Information to distributors
Solely for the purposes of the product governance requirements contained within: (a) EU Directive 2014/65/EU on markets in financial instruments, as amended (“MiFID II”); (b) Articles 9 and 10 of Commission Delegated Directive (EU) 2017/593 supplementing MiFID II; and (c) local implementing measures (together, the “MiFID II Product Governance Requirements”), and disclaiming all and any liability, whether arising in tort, contract or otherwise, which any “manufacturer” (for the purposes of the MiFID II Product Governance Requirements) may otherwise have with respect thereto, the shares in the Company have been subject to a product approval process, which has determined that such shares are: (i) compatible with an end target market of retail investors and investors who meet the criteria of professional clients and eligible counterparties, each as defined in MiFID II; and (ii) eligible for distribution through all distribution channels as are permitted by MiFID II (the “Target Market Assessment”). Notwithstanding the Target Market Assessment, Distributors should note that: the price of the shares in the Company may decline and investors could lose all or part of their investment; the shares in the Company offer no guaranteed income and no capital protection; and an investment in the shares in the Company is compatible only with investors who do not need a guaranteed income or capital protection, who (either alone or in conjunction with an appropriate financial or other adviser) are capable of evaluating the merits and risks of such an investment and who have sufficient resources to be able to bear any losses that may result therefrom. The Target Market Assessment is without prejudice to the requirements of any contractual, legal or regulatory selling restrictions in relation to the Directed Issue. Furthermore, it is noted that, notwithstanding the Target Market Assessment, Carnegie Investment Bank AB (publ), Jefferies GmbH, Pareto Securities AB, and Bryan Garnier Securities SAS will only procure investors who meet the criteria of professional clients and eligible counterparties.
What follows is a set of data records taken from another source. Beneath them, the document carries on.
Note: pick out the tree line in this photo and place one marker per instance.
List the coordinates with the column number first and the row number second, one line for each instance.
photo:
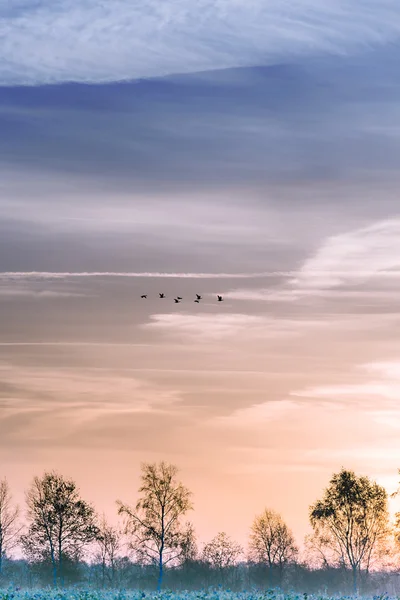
column 351, row 535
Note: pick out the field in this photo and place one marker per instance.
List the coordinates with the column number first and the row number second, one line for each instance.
column 16, row 594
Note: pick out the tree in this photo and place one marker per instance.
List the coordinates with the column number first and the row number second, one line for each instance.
column 222, row 552
column 353, row 520
column 158, row 536
column 272, row 542
column 61, row 523
column 108, row 543
column 10, row 528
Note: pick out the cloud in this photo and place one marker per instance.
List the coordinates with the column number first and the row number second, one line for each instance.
column 12, row 292
column 361, row 264
column 82, row 394
column 216, row 327
column 258, row 415
column 18, row 275
column 384, row 387
column 47, row 42
column 354, row 257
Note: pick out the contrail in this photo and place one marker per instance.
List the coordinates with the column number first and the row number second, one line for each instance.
column 13, row 275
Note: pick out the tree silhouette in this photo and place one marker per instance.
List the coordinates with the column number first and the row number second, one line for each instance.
column 157, row 534
column 10, row 528
column 352, row 520
column 108, row 542
column 272, row 542
column 61, row 523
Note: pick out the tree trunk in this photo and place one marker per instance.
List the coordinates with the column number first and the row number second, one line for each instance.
column 60, row 570
column 54, row 564
column 355, row 581
column 160, row 573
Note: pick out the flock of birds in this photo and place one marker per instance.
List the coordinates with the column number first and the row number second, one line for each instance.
column 179, row 298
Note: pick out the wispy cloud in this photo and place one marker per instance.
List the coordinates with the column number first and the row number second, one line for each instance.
column 383, row 384
column 17, row 275
column 354, row 257
column 258, row 415
column 359, row 264
column 215, row 327
column 91, row 393
column 43, row 42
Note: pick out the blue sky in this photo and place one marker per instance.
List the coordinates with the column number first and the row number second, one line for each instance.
column 250, row 149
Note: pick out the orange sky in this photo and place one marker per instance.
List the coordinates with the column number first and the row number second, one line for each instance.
column 257, row 403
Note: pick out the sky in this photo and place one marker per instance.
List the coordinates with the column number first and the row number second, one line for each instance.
column 243, row 148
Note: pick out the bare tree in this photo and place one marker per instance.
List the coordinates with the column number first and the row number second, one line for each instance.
column 61, row 523
column 272, row 542
column 352, row 520
column 222, row 552
column 157, row 534
column 10, row 528
column 108, row 542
For the avoidance of doubt, the Target Market Assessment does not constitute: (a) an assessment of suitability or appropriateness for the purposes of MiFID II; or (b) a recommendation to any investor or group of investors to invest in, or purchase, or take any other action whatsoever with respect to the shares in the Company.
Each distributor is responsible for undertaking its own target market assessment in respect of the shares in the Company and determining appropriate distribution channels.